Depois de ter recrutado mais tropas no ano passado, convocando reservistas, Putin deve investir, ao longo deste ano, em tecnologia de guerra, que ficou parada na Guerra Fria, segundo disse à rede americana CNN o general David Petraeus, o ex-diretor da CIA e um dos comandantes das tropas norte-americanas no Afeganistão e no Iraque.

Na avaliação de Petraeus, um dos principais fatores que impediram a Rússia de avançar não foram apenas a resistência das tropas ucranianas e o respaldo militar do Ocidente, mas também uma série falhas na cultura militar das próprias Forças Armadas russas.

De falta de organização de equipes, passando por pouco treinamento e equipamento precário, essas falhas devem começar a ser corrigida por Putin, segundo Peatrus.

“A dispendiosa campanha militar da Rússia na Ucrânia”, segundo o Instituto para o Estudo da Guerra, “provavelmente esgotou significativamente o equipamento russo e as reservas de mão de obra necessárias para sustentar uma ofensiva de grande escala bem-sucedida no leste da Ucrânia”.

Do outro lado, a Ucrânia sabe que leva vantagem em termos tecnológicos. O país inaugurou a primeira guerra "em código aberto", termo que começou a ser usado para se referir à estratégia do governo de Volodymyr Zelensky de usar meios tecnológicos para se comunicar com o Ocidente e contar seu lado da história.

Dias antes de a guerra estourar, por exemplo, Zelensky pediu a todos os governos regionais que abrissem seus próprios canais de Telegram, o meio pelo qual conseguiram comunicar detalhes de ataques russos quase em tempo real ao resto do mundo.

'Isso não é um blefe', diz Vladimir Putin durante pronunciamento

O Kremlin foi no caminho contrário. Não falou de guerra e tentou esconder o que chamou de "operação militar especial" da maioria de seus cidadãos, bloqueando canais de comunicação. Esse cenário, no entanto, mudou em setembro, quando Putin, já precisando de mais tropas, foi à TV anunciar que convocaria 300 mil reservistas, entre eles pessoas que sequer haviam tido treinamento militar.

Sem querer, ele levou a guerra para dentro de seu país, e, segundo análises, aprendeu, com isso, que não pode mais escondê-la dos russos. No lugar disso, vem investindo internamente na narrativa de que está apenas se defendendo das tentativas expansivas de países do Ocidente.

Europa

A Europa, de certa forma, vê seu futuro no desempenho da Ucrânia, que, geograficamente, funciona como uma espécie de barreira geográfica do continente com a Rússia.

Por isso, os países da União Europeia concordaram em aumentar o apoio a Kiev ao longo de 2023.

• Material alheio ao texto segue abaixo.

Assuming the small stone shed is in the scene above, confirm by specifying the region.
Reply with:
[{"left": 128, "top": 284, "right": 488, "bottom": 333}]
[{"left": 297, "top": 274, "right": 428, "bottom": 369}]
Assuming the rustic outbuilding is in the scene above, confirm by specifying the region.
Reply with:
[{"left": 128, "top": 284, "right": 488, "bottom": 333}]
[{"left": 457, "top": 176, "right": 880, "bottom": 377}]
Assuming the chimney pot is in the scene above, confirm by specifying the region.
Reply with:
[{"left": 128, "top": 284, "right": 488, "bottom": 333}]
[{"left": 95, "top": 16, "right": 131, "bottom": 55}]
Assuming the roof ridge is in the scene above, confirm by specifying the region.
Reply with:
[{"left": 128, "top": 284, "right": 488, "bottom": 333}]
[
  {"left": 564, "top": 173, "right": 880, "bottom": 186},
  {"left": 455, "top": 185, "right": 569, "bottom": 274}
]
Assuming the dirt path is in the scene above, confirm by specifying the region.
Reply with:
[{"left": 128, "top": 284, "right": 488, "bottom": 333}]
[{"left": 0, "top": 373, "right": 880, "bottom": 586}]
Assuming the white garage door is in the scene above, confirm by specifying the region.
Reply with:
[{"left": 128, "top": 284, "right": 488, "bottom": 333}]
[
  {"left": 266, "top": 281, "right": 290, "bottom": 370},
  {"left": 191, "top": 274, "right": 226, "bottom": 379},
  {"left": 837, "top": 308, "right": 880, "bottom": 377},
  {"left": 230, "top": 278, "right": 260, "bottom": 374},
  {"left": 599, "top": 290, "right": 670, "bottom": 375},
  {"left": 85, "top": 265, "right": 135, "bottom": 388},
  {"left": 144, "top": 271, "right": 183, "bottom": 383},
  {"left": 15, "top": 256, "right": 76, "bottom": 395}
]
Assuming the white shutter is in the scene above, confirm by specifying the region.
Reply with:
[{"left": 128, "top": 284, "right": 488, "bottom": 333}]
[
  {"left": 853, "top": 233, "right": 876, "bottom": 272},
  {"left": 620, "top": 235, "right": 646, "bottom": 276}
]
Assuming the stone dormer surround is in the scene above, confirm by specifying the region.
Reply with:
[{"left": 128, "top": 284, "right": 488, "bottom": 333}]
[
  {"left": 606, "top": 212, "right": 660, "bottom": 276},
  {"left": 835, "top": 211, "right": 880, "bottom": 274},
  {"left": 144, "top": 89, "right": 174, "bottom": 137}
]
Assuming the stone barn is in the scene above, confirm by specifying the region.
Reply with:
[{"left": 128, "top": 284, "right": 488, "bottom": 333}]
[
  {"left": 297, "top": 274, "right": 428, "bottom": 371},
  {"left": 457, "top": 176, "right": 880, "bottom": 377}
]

A Alemanha, que resistia em enviar armas à Ucrânia, anunciou a doação de tanques Leopard 2. Nesta semana, a Espanha fez o mesmo. Já o Reino Unido anunciou na semana passada que enviará armas de longo alcance - é o primeiro país do mundo a ceder a Kiev esse tipo de armamento.

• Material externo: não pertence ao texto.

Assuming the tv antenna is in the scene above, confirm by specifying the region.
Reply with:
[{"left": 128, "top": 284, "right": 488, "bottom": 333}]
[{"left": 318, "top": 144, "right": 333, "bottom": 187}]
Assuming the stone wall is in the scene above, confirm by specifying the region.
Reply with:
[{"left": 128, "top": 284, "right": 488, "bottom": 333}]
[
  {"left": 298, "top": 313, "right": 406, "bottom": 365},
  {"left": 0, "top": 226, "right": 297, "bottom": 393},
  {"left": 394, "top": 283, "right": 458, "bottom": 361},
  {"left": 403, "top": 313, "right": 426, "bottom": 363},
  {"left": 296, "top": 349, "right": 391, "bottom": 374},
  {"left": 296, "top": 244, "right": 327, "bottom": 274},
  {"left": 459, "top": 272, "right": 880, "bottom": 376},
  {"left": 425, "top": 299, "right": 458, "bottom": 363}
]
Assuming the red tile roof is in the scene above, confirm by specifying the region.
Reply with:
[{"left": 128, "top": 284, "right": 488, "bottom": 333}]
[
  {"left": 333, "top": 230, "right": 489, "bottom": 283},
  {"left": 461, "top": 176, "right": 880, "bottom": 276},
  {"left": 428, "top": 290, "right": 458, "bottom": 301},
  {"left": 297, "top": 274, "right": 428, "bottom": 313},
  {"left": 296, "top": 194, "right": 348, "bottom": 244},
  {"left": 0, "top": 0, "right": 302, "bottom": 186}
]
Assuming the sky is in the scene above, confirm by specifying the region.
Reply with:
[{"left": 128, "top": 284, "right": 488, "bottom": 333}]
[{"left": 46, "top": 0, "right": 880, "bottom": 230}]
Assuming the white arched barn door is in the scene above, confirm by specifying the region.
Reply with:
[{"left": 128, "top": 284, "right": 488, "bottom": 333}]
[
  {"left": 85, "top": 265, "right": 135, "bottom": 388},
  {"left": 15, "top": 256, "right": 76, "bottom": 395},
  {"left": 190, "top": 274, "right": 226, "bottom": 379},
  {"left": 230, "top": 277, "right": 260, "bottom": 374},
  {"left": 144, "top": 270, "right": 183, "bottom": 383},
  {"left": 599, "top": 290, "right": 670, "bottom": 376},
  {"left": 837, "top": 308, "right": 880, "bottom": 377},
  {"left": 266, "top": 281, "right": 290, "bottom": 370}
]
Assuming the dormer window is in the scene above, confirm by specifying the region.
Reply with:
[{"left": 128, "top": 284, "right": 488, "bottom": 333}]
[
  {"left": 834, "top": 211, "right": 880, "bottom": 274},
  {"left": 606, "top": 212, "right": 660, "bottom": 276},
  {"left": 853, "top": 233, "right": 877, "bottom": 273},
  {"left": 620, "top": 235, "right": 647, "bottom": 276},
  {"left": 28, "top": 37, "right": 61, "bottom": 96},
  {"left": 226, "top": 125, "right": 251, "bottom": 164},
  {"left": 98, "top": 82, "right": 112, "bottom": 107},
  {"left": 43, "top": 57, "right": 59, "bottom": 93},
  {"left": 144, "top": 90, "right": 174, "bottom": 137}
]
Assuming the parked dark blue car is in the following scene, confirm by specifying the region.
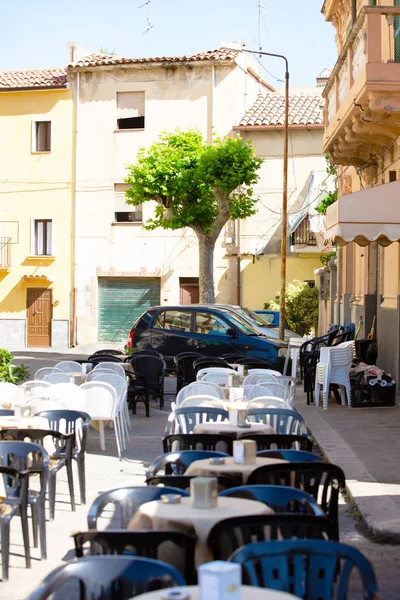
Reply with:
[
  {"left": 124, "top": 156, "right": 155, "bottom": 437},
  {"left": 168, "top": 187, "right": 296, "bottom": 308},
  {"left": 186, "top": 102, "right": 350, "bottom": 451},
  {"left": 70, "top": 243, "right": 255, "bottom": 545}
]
[{"left": 128, "top": 304, "right": 287, "bottom": 372}]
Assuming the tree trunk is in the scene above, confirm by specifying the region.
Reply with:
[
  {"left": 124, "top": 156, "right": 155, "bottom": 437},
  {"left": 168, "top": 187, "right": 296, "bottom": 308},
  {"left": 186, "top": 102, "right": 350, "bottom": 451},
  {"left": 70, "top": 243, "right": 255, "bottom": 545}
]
[{"left": 196, "top": 232, "right": 215, "bottom": 304}]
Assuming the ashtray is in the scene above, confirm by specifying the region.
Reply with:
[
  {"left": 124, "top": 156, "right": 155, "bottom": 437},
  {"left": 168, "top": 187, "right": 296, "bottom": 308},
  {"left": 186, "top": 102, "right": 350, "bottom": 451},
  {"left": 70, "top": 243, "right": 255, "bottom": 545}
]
[
  {"left": 210, "top": 456, "right": 225, "bottom": 465},
  {"left": 160, "top": 494, "right": 182, "bottom": 504}
]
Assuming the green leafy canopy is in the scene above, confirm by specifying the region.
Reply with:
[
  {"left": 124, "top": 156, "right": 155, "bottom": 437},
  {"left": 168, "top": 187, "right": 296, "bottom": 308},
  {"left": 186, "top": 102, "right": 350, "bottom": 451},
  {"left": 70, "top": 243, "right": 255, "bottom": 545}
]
[{"left": 125, "top": 130, "right": 262, "bottom": 234}]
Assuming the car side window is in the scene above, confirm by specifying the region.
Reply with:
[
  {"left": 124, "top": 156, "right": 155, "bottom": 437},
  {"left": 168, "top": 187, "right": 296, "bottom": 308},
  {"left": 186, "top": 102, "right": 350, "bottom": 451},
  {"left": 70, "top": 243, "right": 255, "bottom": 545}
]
[
  {"left": 164, "top": 310, "right": 192, "bottom": 333},
  {"left": 196, "top": 313, "right": 229, "bottom": 335},
  {"left": 153, "top": 311, "right": 165, "bottom": 329}
]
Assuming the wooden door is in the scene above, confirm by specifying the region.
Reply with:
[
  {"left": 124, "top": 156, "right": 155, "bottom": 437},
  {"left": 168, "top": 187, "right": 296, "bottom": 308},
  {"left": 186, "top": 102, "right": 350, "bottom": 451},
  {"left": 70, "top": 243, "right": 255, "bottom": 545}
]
[
  {"left": 26, "top": 288, "right": 52, "bottom": 348},
  {"left": 180, "top": 283, "right": 199, "bottom": 304}
]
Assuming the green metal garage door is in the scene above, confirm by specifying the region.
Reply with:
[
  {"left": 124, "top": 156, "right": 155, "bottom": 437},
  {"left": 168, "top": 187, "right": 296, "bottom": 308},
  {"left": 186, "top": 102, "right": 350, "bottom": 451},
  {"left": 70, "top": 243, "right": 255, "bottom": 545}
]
[{"left": 98, "top": 277, "right": 160, "bottom": 342}]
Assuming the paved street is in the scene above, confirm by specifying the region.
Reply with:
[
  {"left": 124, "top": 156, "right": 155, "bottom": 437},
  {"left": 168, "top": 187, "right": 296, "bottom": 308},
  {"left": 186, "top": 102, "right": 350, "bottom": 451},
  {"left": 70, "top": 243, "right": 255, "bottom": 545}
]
[{"left": 0, "top": 352, "right": 400, "bottom": 600}]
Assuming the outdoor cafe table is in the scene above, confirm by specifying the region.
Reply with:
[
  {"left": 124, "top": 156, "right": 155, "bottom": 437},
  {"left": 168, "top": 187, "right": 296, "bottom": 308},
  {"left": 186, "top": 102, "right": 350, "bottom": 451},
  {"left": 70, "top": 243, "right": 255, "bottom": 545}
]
[
  {"left": 193, "top": 421, "right": 275, "bottom": 438},
  {"left": 185, "top": 456, "right": 287, "bottom": 485},
  {"left": 134, "top": 585, "right": 299, "bottom": 600},
  {"left": 128, "top": 494, "right": 273, "bottom": 565}
]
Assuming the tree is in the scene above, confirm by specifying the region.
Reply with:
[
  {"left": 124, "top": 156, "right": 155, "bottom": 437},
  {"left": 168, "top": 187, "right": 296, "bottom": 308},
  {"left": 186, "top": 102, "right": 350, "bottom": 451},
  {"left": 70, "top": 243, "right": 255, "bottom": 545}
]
[
  {"left": 264, "top": 279, "right": 319, "bottom": 335},
  {"left": 125, "top": 130, "right": 262, "bottom": 303}
]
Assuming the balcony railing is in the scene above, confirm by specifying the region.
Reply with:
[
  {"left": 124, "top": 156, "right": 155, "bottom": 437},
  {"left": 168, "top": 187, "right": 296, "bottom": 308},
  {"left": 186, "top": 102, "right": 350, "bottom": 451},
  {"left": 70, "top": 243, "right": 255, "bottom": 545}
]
[{"left": 0, "top": 237, "right": 11, "bottom": 269}]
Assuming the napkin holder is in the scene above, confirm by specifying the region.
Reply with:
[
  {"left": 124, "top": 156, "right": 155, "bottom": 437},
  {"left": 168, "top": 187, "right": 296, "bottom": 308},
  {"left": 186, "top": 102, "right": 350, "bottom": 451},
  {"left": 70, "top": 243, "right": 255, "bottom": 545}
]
[
  {"left": 198, "top": 560, "right": 242, "bottom": 600},
  {"left": 190, "top": 477, "right": 218, "bottom": 508},
  {"left": 233, "top": 440, "right": 257, "bottom": 465}
]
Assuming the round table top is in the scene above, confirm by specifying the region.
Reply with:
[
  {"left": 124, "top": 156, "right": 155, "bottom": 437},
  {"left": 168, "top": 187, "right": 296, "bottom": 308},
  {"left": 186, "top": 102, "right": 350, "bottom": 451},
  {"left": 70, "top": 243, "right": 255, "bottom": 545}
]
[
  {"left": 131, "top": 585, "right": 298, "bottom": 600},
  {"left": 193, "top": 421, "right": 275, "bottom": 438}
]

No ano passado, o apoio europeu havia se concentrado em amplos pacotes de sanções à Rússia e o envio de armas e equipamentos militar menos pesados.

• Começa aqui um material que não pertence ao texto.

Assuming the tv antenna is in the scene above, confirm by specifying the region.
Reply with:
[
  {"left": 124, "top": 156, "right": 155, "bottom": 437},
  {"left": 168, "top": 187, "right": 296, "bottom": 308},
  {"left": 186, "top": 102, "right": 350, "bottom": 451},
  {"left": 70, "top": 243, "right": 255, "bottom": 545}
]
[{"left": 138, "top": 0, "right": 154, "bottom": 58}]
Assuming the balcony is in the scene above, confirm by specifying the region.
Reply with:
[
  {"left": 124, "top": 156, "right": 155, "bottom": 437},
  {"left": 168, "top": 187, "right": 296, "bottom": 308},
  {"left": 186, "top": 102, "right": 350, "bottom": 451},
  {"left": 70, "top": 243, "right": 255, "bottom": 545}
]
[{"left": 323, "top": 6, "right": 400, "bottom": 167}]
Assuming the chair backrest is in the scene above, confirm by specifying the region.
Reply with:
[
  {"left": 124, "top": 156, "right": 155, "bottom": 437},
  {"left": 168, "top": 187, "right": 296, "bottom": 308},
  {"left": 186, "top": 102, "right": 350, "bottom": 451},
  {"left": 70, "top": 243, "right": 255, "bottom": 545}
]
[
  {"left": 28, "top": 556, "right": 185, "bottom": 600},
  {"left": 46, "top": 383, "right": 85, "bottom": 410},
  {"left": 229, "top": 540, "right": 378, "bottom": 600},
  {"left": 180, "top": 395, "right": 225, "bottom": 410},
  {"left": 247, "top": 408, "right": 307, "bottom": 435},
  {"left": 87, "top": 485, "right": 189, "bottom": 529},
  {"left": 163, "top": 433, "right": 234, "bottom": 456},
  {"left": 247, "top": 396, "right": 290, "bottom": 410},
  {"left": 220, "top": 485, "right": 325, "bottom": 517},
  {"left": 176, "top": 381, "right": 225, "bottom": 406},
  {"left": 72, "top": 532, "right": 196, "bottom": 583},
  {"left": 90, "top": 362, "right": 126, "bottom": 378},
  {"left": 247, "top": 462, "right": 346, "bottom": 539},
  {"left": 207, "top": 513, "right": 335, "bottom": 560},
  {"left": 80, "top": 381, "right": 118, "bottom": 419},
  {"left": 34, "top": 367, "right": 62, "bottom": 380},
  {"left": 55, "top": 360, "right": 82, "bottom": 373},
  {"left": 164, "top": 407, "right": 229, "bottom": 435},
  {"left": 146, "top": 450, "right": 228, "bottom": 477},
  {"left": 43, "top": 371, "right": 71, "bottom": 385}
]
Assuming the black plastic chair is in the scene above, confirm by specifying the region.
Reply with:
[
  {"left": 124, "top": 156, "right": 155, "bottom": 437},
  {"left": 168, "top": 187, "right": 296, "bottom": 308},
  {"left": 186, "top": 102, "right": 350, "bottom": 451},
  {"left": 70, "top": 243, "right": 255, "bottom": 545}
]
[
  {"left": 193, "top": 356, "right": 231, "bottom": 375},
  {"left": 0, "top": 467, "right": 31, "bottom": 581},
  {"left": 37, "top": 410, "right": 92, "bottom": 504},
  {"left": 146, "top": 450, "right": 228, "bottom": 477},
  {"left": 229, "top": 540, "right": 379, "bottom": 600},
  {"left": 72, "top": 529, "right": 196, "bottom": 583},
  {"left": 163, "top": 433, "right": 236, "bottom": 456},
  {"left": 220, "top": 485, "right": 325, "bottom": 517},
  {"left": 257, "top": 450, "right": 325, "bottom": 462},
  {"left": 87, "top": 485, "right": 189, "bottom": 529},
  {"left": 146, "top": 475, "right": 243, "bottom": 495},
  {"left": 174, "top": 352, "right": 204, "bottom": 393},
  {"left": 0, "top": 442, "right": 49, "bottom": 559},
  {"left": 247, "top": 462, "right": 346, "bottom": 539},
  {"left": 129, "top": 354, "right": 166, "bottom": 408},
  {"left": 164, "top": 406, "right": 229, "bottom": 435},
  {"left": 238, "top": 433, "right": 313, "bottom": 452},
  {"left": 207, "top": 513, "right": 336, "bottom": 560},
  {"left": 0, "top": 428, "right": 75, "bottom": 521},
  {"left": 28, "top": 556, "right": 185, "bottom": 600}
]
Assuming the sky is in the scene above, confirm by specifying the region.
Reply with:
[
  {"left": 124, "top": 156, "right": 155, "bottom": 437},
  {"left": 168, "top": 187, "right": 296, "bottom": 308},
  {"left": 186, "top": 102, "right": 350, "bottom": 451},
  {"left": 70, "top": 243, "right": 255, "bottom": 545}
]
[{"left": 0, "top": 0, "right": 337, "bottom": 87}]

Tanque Leopard 2 dispara durante exercício militar na Letônia em 29 de setembro de 2022

REUTERS/Ints Kalnins

A China surge no cenário

Na última semana, a possível parceria da China com a Rússia deixou de ser uma possibilidade que poderia se concretizar ao longo de 2023 para um cenário cada vez mais claro.

Na terça-feira (21), Putin defendeu abertamente - pela primeira vez desde o início da guerra - uma parceria mais efetiva com Pequim contra o Ocidente.

Horas depois, funcionários dos governos dos dois país afirmaram que o líder chinês, Xi Jinping, irá a Moscou nos próximos meses para uma reunião bilateral com o presidente russo - também a primeira desde o início da guerra.

Putin e Xi em Pequim, em fevereiro de 2022

Sputnik/Aleksey Druzhinin/Kremlin via REUTERS

No dia seguinte, o chanceler chinês, Wang Yi, visitou Moscou, se reuniu com Putin e falou em “aprofundar os laços com a Rússia”.

Embora se saiba pouco sobre a capacidade militar chinesa, a parceria pode ser uma tentativa da Rússia de conseguir mais equipamentos, principalmente tanques – segundo o Instituto Internacional de Estudos Estratégicos, do Reino Unido, a Rússia perdeu metade de seus tanques pesados, que são estratégicos para resistir nos territórios ocupados.